Blue Refrigerator Pitcher
Blue Refrigerator Pitcher

This is a good find with a good story. I love old pitchers and anything refrigerator related. Sis pointed this out to me while on her way to other things. (See, I told you she sees all the good stuff.) I stepped casually in front of a few others whom it turns out wanted something else…but you can never be too careful when there’s an item that meets two of your collectible criteria. Keep those elbows out and pointed. You can imagine my disappointment when I noticed that the lid had the pivoting end broken off. I was going to buy it anyway because the price was too good to be true, however, I wouldn’t be able to use it the way it was meant to be used. Who among us would want to take a lid off and have to place it on the table when you could slip it open ever so casually with your thumb? That’s the genius of marketing. Then I noticed that the break looked very new and since our motto is ‘always keep looking,’ I nudged the sis.

me: “Do you think that this piece could be somewhere here?”

sis: “I dont know go look for yourself.”

me: “I did but I can’t find it. I wonder if it’s still in the house?”

sis: “What do you want me to do about it? I’m busy with these skeleton keys.”

me: “Ask them for me, please?”

And of course, she does–after she secures the keys. And of course, they are quite willing to oblige. Everyone likes her. It’s not fair. But she’s too nice and will let me make her do the asking. Sis got permission, marched into the kitchen, reached into the cupboard and produced the pivoting end. Just like that–Magic. I took the pitcher home, glued the lid together and it is living happily on my shelf.

Shelf of Pitchers
Shelf of Pitchers

I took a picture of the mend to show that cracks are very subtle. If you can put something back together it’s almost as good as new and it’s always cheaper.

Lid Mend
Lid Mend

-Lynne

It’s Saturday and Garage Sales

My sister is the master of garage sales and I refuse to go to a sale without her. I can walk through a sale and see nothing, nothing and more nothing. I go home and start muttering things. Not good things. “I wasted my gas for this! Does everybody buy from the same stores? Are all the vintage items stored away in collections?” But when my sis is along the world is our shopping mall. She sees the shelves I’ve been wanting in the back corner under a furnace, the comforter that is just perfect for padding my couch cushion in a box covered by Happy Meal toys and that vintage kitchen utensil with the red handle hiding in a carton of plastic lids. I don’t pretend to understand it. She’s a genius and I float behind in her tailwind gathering the good finds.

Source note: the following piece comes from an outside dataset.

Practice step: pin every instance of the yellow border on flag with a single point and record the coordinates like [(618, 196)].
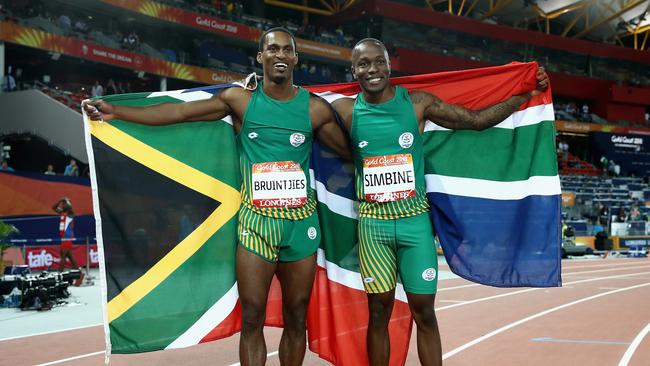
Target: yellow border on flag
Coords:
[(185, 175)]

It was hot today and getting hotter, but we found some cool deals. Our first sale was so much fun that we didn’t need to go anywhere else. Of course we did go elsewhere but that urge for the hunt had been satisfied and anything else we found would be gravy.

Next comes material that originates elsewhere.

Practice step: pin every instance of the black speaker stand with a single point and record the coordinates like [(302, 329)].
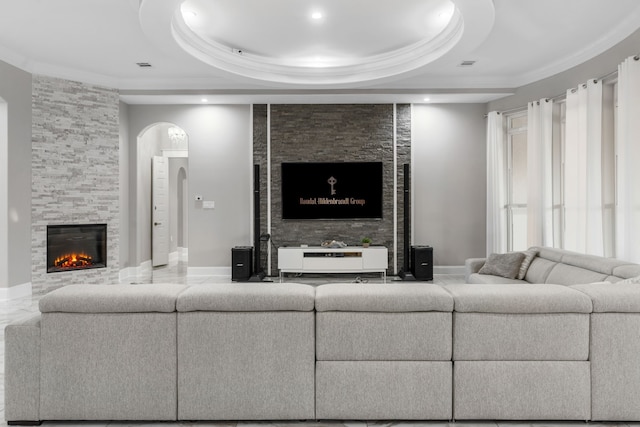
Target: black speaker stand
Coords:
[(259, 277), (407, 276)]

Chicago is the nearest city with an Ikea and I have despaired of ever getting there. Two and a half hours is not really that long to spend in a car, but the thought of traffic and the cost of gas have kept me rooted in this small town. Anyway I found some items from Ikea at a sale today. I don’t know what they are but I bought them because I figure I can go on the internet and learn the details later. That is the way to shop a garage sale.